Book Review: Program Development in Java

In Uncategorized on February 23, 2010 at 9:00 pm

Title: Program Development in Java

Author: Barbara Liskov, John Guttag

Publisher: Addison-Wesley

Year: 2001

I read this book because of Barbara Liskov. I first heard of Liskov via the Liskov substitution principle (also see 1 2). The book has a very academic flavor: there is discussion of a representation invariant, the meaning of subtypes, and the Alloy specification language is used, along with a novel notation for depicting dependencies between modules.

Weighing in at 400 pages, this is a large book. This review will cover the parts I found interesting.


The book talks a lot about abstraction.

  1. Abstraction by parameterization abstracts from the identity of the data by replacing them parameters.
  2. Abstraction by specification abstracts from the implementation details to the behavior users can depend on.

This reminds me of the recent paper On Understanding Data Abstraction. The book primary talks about data abstraction (objects), and iteration abstraction (iterators).


The book has an interesting take on exceptions. Say you have a function:

int search (Object elem);
  • If this is a binary search, then you should checkPrecondition (this.isSorted()) at the beginning. However, this would take too long, so you should throw an exception if you discover the array isn’t sorted. Essentially, check all preconditions at the beginning unless it isn’t feasible, and throw an exception if there is cause.
  • In any search, you should throw an exception when the element isn’t found (don’t return -1). Don’t change the function’s range from <index> to <index, or -1 if not found>. The author argues that returning -1 is more error prone, as the caller may forget to check for this special case.
  • The authors recommend unchecked exceptions only if you expect that users will usually write code that ensures the exception will not happen. They cites indexing into an array as an example.

Data Abstraction

From what I understand, here’s the recommended way of using equals, clone, and toString:

  • Should implement for immutable objects, must leave alone for mutable objects. The only concept of equality for mutable objects is identity.
  • Don’t ever, ever use mutable objects when you expect immutable objects (for instance, keys in a hash table).
  • Mutable objects must implement clone.
  • toString should be implemented by all.

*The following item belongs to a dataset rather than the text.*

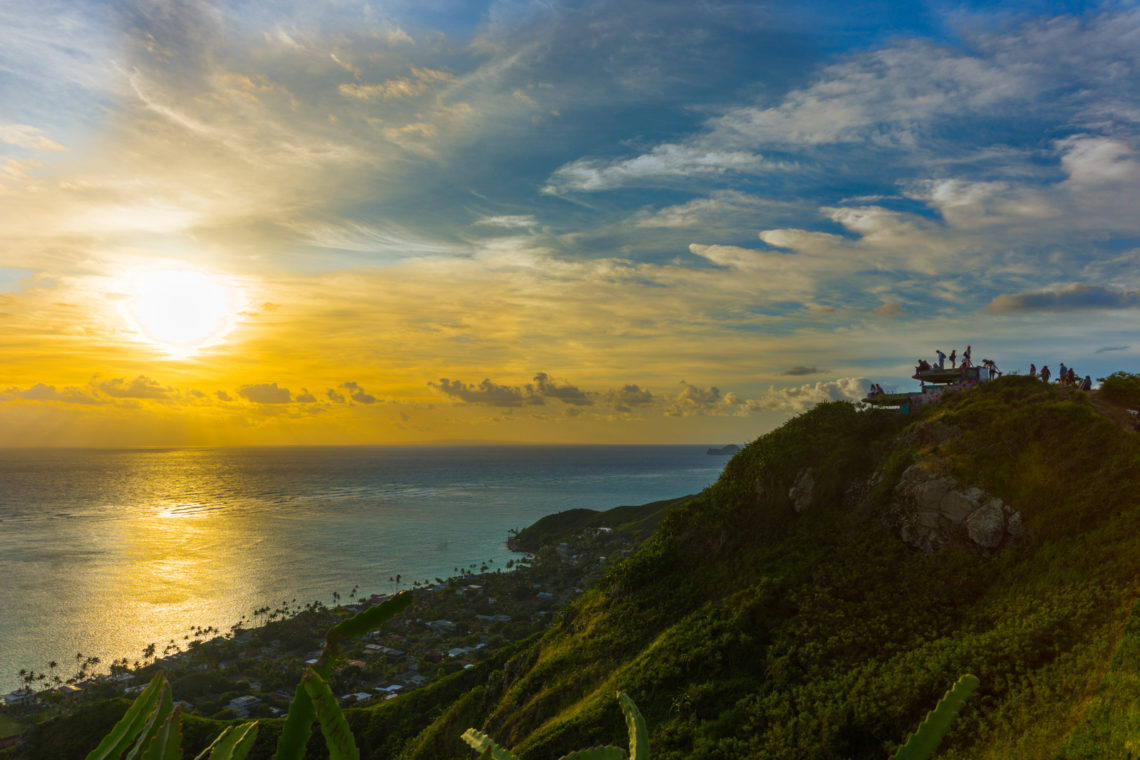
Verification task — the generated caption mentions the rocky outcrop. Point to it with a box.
[788,467,815,514]
[890,461,1025,554]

Equality is defined as such:

Two objects should be equals if they are behaviorally equivalent. This means that it is not possible to distinguish between them using any sequence of calls to the objects’ methods.

Type Hierarchy

Of course, the book talks about the substitution principle 1. Subtypes must:

  • Have all the methods of the supertype, and the signatures of these methods must be compatible 1.
  • Behave like the supertype methods. A subtype method can weaken the precondition, and strengthen the postcondition:
    • presuper → presub
    • (presuper && postsub) → postsuper
  • Preserve all properties that can be proved about the supertype (all the preconditions and postconditions).

The book notes that Java’s notion of compatibility is too strict. Given Foo x, we should be allowed to write Foo y = x.clone() instead of having to write Foo y = (Foo) x.clone().

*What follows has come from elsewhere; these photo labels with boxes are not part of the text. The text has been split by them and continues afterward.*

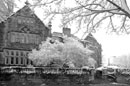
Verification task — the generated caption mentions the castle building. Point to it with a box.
[52,28,102,67]
[82,33,102,67]
[0,4,50,66]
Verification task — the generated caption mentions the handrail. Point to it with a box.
[0,66,92,74]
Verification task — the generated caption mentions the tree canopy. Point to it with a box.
[30,0,130,34]
[29,37,95,68]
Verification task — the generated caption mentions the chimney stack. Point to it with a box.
[48,21,52,36]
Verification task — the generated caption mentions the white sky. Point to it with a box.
[15,0,130,60]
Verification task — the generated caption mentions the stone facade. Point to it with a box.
[0,4,50,65]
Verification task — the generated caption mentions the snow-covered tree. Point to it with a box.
[29,37,95,68]
[30,0,130,34]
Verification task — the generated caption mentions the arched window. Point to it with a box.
[16,51,19,56]
[16,57,19,64]
[21,58,24,64]
[11,57,14,64]
[11,51,14,56]
[6,57,9,64]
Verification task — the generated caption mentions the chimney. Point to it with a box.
[63,28,71,37]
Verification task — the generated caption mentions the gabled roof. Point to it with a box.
[4,4,48,29]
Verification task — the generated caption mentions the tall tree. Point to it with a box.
[31,0,130,34]
[29,38,94,67]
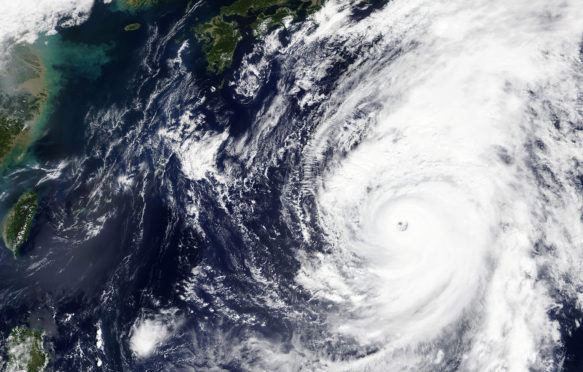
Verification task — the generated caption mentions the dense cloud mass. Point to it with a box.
[0,0,583,371]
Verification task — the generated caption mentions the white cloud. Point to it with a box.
[130,319,170,358]
[0,0,93,47]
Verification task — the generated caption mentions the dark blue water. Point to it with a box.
[0,1,583,371]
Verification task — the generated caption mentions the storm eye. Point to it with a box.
[397,221,409,231]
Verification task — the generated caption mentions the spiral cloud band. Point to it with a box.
[256,0,583,371]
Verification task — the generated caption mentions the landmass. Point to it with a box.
[6,326,49,372]
[2,191,38,258]
[192,0,325,74]
[123,23,142,31]
[0,44,48,166]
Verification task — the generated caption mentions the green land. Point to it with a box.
[6,326,49,372]
[0,44,48,166]
[192,0,325,74]
[123,23,142,31]
[2,191,38,258]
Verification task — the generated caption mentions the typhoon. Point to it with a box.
[0,0,583,372]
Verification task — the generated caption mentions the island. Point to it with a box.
[2,191,38,258]
[6,326,49,372]
[192,0,325,74]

I liked the distinction between definitional versus operational specifications. The discussion on specifications was brief.


From the book:

  • Validation increases our confidence that the program works as intended (through verification or testing).
  • Verification is a formal or informal argument that a program works on all possible inputs.
  • Testing is the process of running a program, and comparing the output to what was expected.

The book has some hints on glass-box testing (aka white-box testing):

  • For loops with fixed amount of iteration: include one and two iterations.
  • For loops with variable amount of iteration: include zero, one, and two iterations.
  • For recursion: no recursion, and one recursive call.

This reminds me of some program (I can’t recall the name) for selecting test inputs. It was based on pairwise testing 34.

The exercises at the end of the chapter on testing are interesting.

Requirements Specification

I found the notation confusing. I hadn’t seen the UML-like notation the authors used for specifying relations. They used the Alloy specification language, which doesn’t have many users. I don’t know what the graphical notation, or the Alloy language added to the book. I also wonder if Alloy would’ve been used had it originated at some other university.

Still, the taxonomy of relations was interesting:

  • Each relationship has a source and destination,
  • multiplicity (N:M), and
  • mutability.


The design chapter offered a fresh perspective: library and helper routines as “virtual machines.”

The Java Virtual Machine is every where. When you program for a virtual machine, you program against some useful abstraction. Perhaps memory is abstracted away, or I/O. In that respect, each library offering a high level API is a virtual machine of sorts, and so is each helper routine.

Design progresses by modular decomposition based on the recognition of useful abstractions.